How did it get so late so soon?
Il y a ce brouhaha agréable de conversations, des mots qui se percutent, s’enchaînent, se superposent parfois, sans provoquer autre chose que des rires ou de courts instants de silence qui précédent une réponse sérieuse. L’étroit appartement était plein de cette harmonie fragile, celle qui définit la soirée, celle qui peut s’enrayer à partir d’un mot trop haut, d’un verre de trop. La musique emplissait le reste du silence sans étouffer l’agréable tumulte. Quelques danseurs dans un coin de la pièce, devisait sur les accords, se mouvant avec plus ou moins d’adresse mais avec l’abandon octroyé par l’absolu certitude d’une absence de jugement. Il y avait l’ivresse sans l’ivrognerie. Tout était pour l’heure doux et tu avais pour chacun une profonde bienveillance, des élans d’amitiés, une douce indulgence pour ce qui t’aurait agacé quelques heures plus tôt.

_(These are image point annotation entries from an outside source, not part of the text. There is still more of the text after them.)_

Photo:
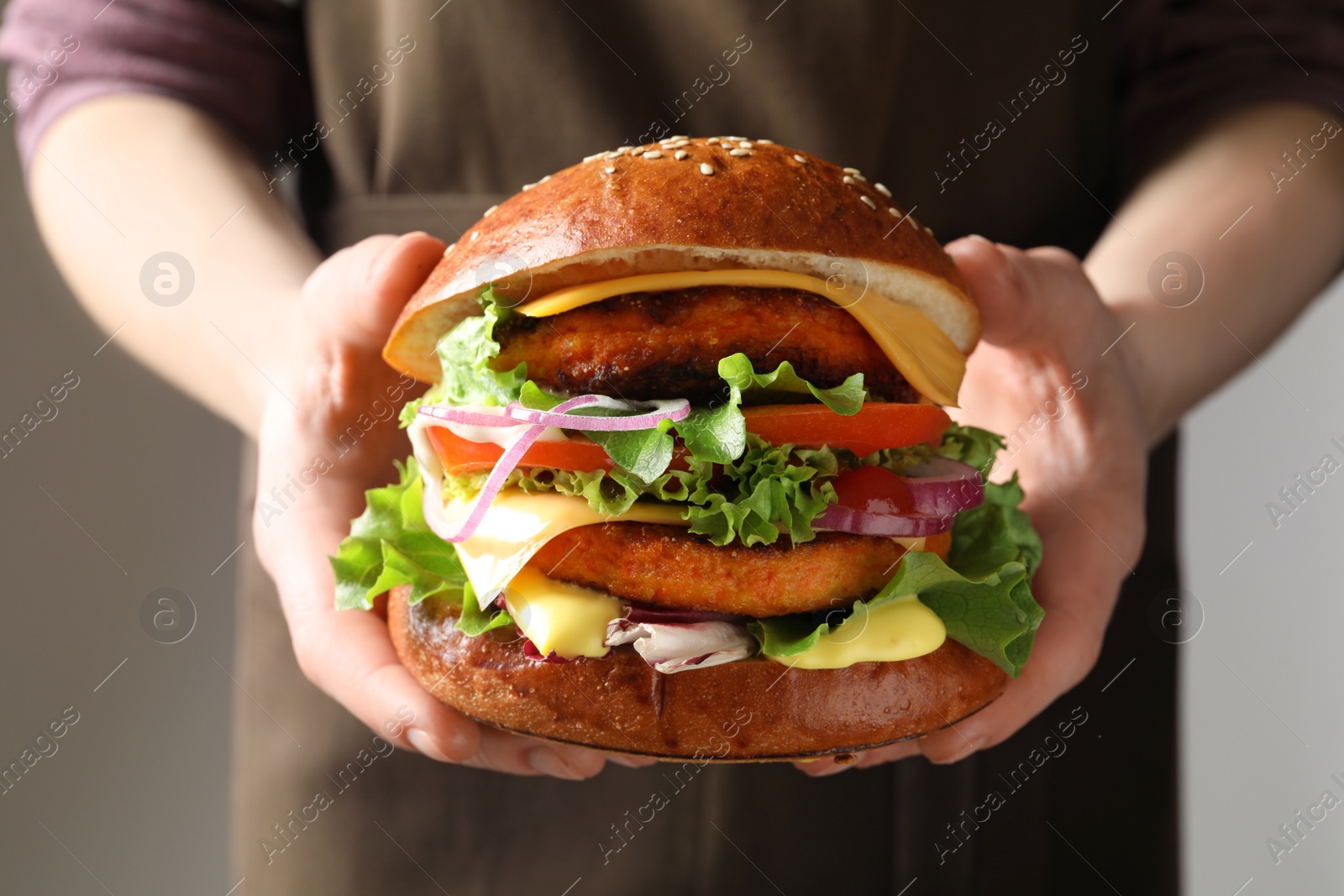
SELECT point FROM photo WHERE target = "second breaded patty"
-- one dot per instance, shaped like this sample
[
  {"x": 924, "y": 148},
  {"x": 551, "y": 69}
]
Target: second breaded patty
[{"x": 669, "y": 567}]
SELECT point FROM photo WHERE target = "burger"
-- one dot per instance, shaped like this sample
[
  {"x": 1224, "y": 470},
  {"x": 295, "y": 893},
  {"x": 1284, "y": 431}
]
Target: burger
[{"x": 683, "y": 483}]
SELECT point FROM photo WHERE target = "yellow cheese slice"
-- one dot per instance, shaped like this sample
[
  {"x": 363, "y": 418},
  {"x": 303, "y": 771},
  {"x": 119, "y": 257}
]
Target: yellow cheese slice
[
  {"x": 900, "y": 629},
  {"x": 914, "y": 344},
  {"x": 519, "y": 524},
  {"x": 561, "y": 617}
]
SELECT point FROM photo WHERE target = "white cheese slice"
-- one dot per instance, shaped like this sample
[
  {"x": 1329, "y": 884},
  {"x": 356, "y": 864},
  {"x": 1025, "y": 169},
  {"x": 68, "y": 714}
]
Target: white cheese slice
[
  {"x": 519, "y": 524},
  {"x": 561, "y": 617}
]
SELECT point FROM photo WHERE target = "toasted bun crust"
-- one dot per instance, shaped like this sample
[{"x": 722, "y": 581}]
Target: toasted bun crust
[
  {"x": 631, "y": 212},
  {"x": 745, "y": 711}
]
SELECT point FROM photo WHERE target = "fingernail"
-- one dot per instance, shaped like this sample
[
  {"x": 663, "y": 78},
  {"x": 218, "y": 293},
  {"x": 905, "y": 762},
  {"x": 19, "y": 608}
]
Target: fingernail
[
  {"x": 967, "y": 748},
  {"x": 549, "y": 762},
  {"x": 427, "y": 745},
  {"x": 832, "y": 766},
  {"x": 633, "y": 762}
]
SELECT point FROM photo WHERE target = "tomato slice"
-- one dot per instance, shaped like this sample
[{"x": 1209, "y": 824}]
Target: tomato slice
[
  {"x": 874, "y": 490},
  {"x": 875, "y": 426},
  {"x": 878, "y": 425}
]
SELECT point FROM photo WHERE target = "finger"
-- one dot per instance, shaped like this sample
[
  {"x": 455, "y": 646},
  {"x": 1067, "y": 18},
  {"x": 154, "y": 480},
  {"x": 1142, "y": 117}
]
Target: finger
[
  {"x": 349, "y": 656},
  {"x": 632, "y": 762},
  {"x": 891, "y": 752},
  {"x": 1039, "y": 298},
  {"x": 517, "y": 755},
  {"x": 363, "y": 289}
]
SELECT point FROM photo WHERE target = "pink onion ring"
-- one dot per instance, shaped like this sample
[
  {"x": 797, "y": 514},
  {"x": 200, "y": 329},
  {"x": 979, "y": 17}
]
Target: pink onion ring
[
  {"x": 432, "y": 501},
  {"x": 515, "y": 414},
  {"x": 844, "y": 519}
]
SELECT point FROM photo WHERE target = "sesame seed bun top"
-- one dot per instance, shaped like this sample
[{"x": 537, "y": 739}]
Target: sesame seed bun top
[{"x": 687, "y": 204}]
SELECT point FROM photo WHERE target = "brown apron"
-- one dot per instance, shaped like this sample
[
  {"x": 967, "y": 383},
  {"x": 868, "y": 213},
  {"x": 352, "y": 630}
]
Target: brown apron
[{"x": 434, "y": 113}]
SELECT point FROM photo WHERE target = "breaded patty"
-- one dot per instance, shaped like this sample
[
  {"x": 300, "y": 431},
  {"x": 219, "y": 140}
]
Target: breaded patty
[
  {"x": 647, "y": 345},
  {"x": 669, "y": 567}
]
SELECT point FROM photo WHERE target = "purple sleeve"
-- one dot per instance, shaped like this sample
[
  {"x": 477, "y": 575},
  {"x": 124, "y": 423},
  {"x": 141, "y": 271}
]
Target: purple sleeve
[
  {"x": 241, "y": 62},
  {"x": 1184, "y": 63}
]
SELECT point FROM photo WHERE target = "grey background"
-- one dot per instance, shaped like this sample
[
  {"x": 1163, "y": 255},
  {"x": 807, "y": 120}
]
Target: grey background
[
  {"x": 138, "y": 789},
  {"x": 136, "y": 797}
]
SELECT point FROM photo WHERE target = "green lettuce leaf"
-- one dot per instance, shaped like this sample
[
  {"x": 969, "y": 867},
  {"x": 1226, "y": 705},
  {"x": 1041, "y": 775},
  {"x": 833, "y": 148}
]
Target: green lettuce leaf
[
  {"x": 465, "y": 355},
  {"x": 972, "y": 446},
  {"x": 390, "y": 544},
  {"x": 983, "y": 594},
  {"x": 773, "y": 490},
  {"x": 846, "y": 398},
  {"x": 475, "y": 621}
]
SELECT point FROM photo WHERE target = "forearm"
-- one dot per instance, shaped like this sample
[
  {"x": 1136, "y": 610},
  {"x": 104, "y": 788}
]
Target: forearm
[
  {"x": 1258, "y": 273},
  {"x": 120, "y": 179}
]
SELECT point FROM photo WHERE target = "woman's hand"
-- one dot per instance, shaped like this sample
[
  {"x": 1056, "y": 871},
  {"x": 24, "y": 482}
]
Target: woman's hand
[
  {"x": 336, "y": 380},
  {"x": 1052, "y": 376}
]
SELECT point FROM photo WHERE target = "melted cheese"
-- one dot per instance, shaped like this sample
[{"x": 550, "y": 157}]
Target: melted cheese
[
  {"x": 900, "y": 629},
  {"x": 914, "y": 344},
  {"x": 561, "y": 617},
  {"x": 519, "y": 524}
]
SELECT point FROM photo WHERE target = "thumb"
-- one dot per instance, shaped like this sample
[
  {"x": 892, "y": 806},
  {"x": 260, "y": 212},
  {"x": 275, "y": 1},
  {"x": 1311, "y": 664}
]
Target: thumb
[
  {"x": 1038, "y": 300},
  {"x": 360, "y": 291}
]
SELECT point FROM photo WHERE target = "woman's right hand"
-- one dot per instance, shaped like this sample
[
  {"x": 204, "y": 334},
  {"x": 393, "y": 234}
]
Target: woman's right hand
[{"x": 335, "y": 376}]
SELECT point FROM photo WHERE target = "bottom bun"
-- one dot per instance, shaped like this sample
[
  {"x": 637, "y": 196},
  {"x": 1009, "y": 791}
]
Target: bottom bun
[{"x": 749, "y": 711}]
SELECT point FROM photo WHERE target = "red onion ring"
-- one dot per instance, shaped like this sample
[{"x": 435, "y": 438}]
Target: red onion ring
[{"x": 942, "y": 486}]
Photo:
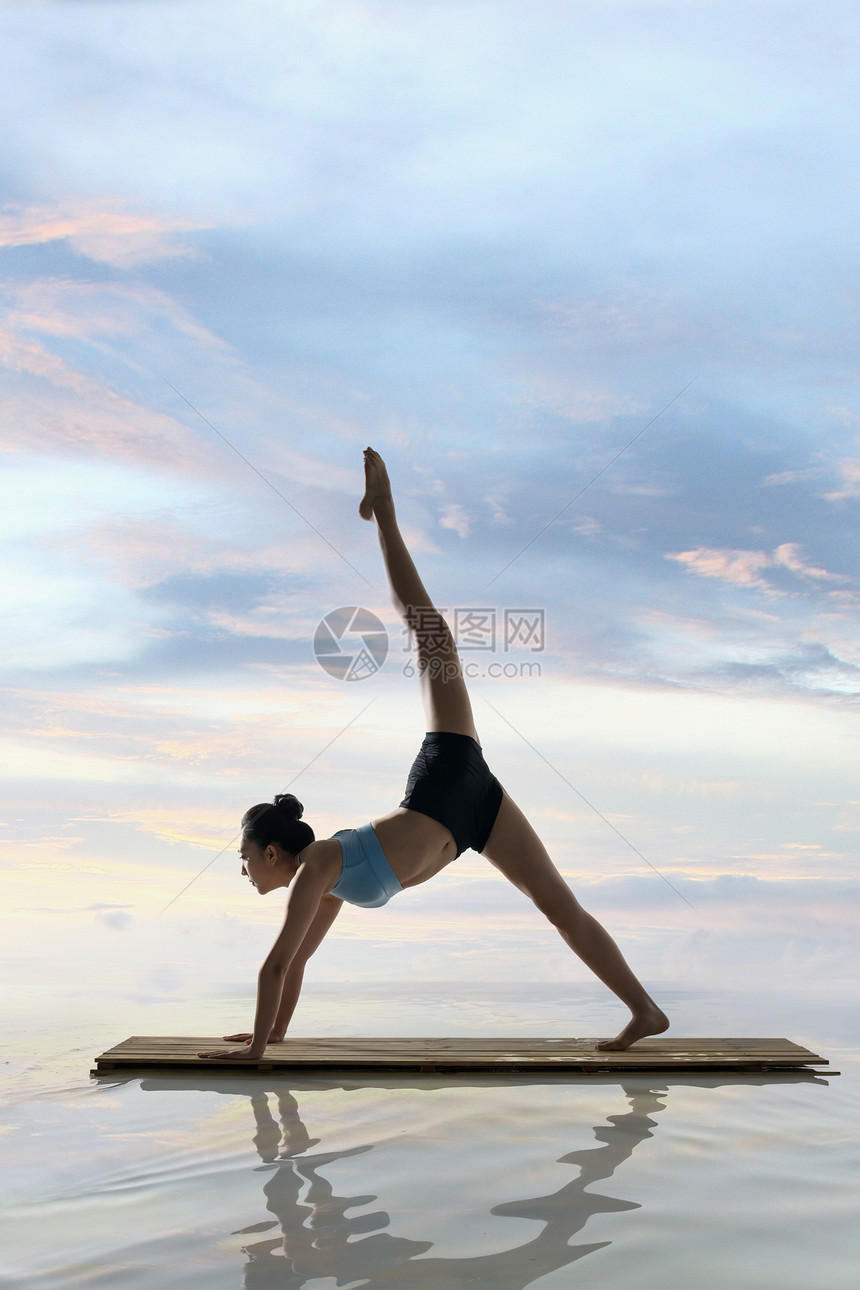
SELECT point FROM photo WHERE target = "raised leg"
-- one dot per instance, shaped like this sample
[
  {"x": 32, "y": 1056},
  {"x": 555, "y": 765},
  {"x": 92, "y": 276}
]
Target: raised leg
[
  {"x": 440, "y": 674},
  {"x": 516, "y": 850}
]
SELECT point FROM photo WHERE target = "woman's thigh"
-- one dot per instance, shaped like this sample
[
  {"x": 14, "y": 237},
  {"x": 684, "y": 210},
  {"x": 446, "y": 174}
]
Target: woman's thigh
[
  {"x": 516, "y": 850},
  {"x": 440, "y": 677}
]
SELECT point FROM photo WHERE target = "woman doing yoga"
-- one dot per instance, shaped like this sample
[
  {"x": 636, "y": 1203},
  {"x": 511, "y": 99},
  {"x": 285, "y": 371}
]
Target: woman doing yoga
[{"x": 453, "y": 803}]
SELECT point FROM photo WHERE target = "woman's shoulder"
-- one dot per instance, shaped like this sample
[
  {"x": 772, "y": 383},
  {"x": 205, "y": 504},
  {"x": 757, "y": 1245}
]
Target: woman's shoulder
[{"x": 325, "y": 855}]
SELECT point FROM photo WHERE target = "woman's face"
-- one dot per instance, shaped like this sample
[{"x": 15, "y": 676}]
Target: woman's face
[
  {"x": 267, "y": 867},
  {"x": 258, "y": 864}
]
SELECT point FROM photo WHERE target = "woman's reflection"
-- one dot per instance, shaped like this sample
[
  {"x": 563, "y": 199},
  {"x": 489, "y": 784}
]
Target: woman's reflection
[{"x": 320, "y": 1241}]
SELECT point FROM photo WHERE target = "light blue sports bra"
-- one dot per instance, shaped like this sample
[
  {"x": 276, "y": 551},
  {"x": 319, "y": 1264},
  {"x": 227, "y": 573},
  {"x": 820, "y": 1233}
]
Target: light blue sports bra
[{"x": 366, "y": 877}]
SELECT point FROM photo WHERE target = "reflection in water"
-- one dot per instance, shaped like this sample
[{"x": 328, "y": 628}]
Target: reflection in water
[{"x": 320, "y": 1241}]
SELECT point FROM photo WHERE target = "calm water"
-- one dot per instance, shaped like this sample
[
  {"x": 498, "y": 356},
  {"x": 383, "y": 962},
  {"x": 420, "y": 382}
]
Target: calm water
[{"x": 444, "y": 1183}]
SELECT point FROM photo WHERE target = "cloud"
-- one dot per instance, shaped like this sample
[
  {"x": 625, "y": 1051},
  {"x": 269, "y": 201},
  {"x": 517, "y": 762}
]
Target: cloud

C’est la magie des nuits bavardes, celles que tu préfères. Celles qui s’éternisent tant que les sujets ne s’épuisent pas, tant qu’aucun conflit, aucun ego ne vient perturber les paroles ou les gestes. Tant que chacun existe, est écouté, tant que personne ne tente de prendre l’ascendant. Il est deux heures du matin. Les rues sont calmes, les fenêtres de la rue sombres mais peut-être que s’agacent secrètement des voisins ronchons du tapage, pourtant bien sage, que vous commettez. C’est que le bar vous a mis à la porte à 23h et que la soirée ne pouvait s’arrêter là. Depuis vous vous êtes réfugiés ici, quelques bâtiments plus hauts, chez la vague connaissance, d’une vague connaissance. Dans le salon de l’appartement petit, décorés de meubles de récupération repeint aléatoirement et d’affiches diverses de spectacles, de vieilles publicités sérigraphiées, d’œuvres d’un charme païen probablement commandées sur etsy et de films plus ou moins obscurs. Personne encore n’est parti, soirée non prévue, un mardi soir. L’ambiance légère trop rare, moment de grâce que personne ne veut abandonner, peu importe le lendemain et les obligations. Toi, tu n’as rien avant les répétitions de soirée pour la prochaine pièce, une critique qui peut encore un peu attendre.
Assise sur le large rebord d’une fenêtre agrémentée de coussins bariolés, tu échanges avec Eliyaz. Tu le ne connaissais pas il y a quelques heures et il est désormais indubitablement une évidence. Vous êtes passé sur des dizaines de sujets, dans des groupes de moins en moins nombreux, échangeant des regards amusés, puis entendus. Vous n’êtes plus que deux dans ce coin de pièce à discuter des personas de Bowie. Tu aimes le Thin White Duke et tu argumentes, sur ce sujet à la fois futile et primordiale. Ils sont rares mais primordiaux, ces coups de foudre pour des identités, pour des êtres. Parfois ils ne durent qu’un temps, parfois ils sont plus profonds, tu en as souvent et tu te laisses porter.
Tu n’as pas toucher à ton verre. Tu aimes seulement l’odeur tourbée du whisky et faire tourner le breuvage doré dans son verre. Tu le tiens du bout des doigts, ton bras posé sur ton genou. Les glaçons ont depuis longtemps fondu. Tu le lèves lorsqu’une nouvelle tournée de shot ameute vers le bar improvisé quelques occupants. Tu sens que l’ivrognerie approche et que ce qui est doux ne tardera pas à devenir glauque. Une bousculade, un bras en percute un autre et le contenu d’un shot se déverse sur un tee-shirt. Le ton monte, une blague tente de désamorcer mais une tension flotte désormais et risque de se répandre et de contaminer la soirée. Ton sourire se fige avant de reporter ton regard sur ton interlocuteur «
Ca te dit de décamper ? » La nuit est un peu fraîche mais les rues vides vous tendent les bras. Tu n’as rien d’autre en tête que l’envie de connaître un peu plus Eliyaz. Tu sens pourtant qu’il y a chez lui des ombres, des violences qui flottent et se dissimulent mal. Ca te rend plus curieuse qu’inquiète. Il a la gueule de la plupart de tes erreurs. Peut-être que tu éprouveras quelques regrets, tu en éprouves souvent à laisser entrer dans ton existence toutes sortes d’êtres mais tu chéries chacune de tes erreurs. Tu poses ton verre sur un guéridon surchargé et déplies ton corps de son bord de fenêtre. Tu n’as vraiment pas l’intention de rester ici et tu espères l’inciter à te suivre. T’as un sourire d’ado mutine. Grande gamine autant qu’il paraît être grand gamin refusant chacun vos âges pour continuer de profiter le plus possible d’une insouciance que le temps vous a, en réalité, déjà arraché.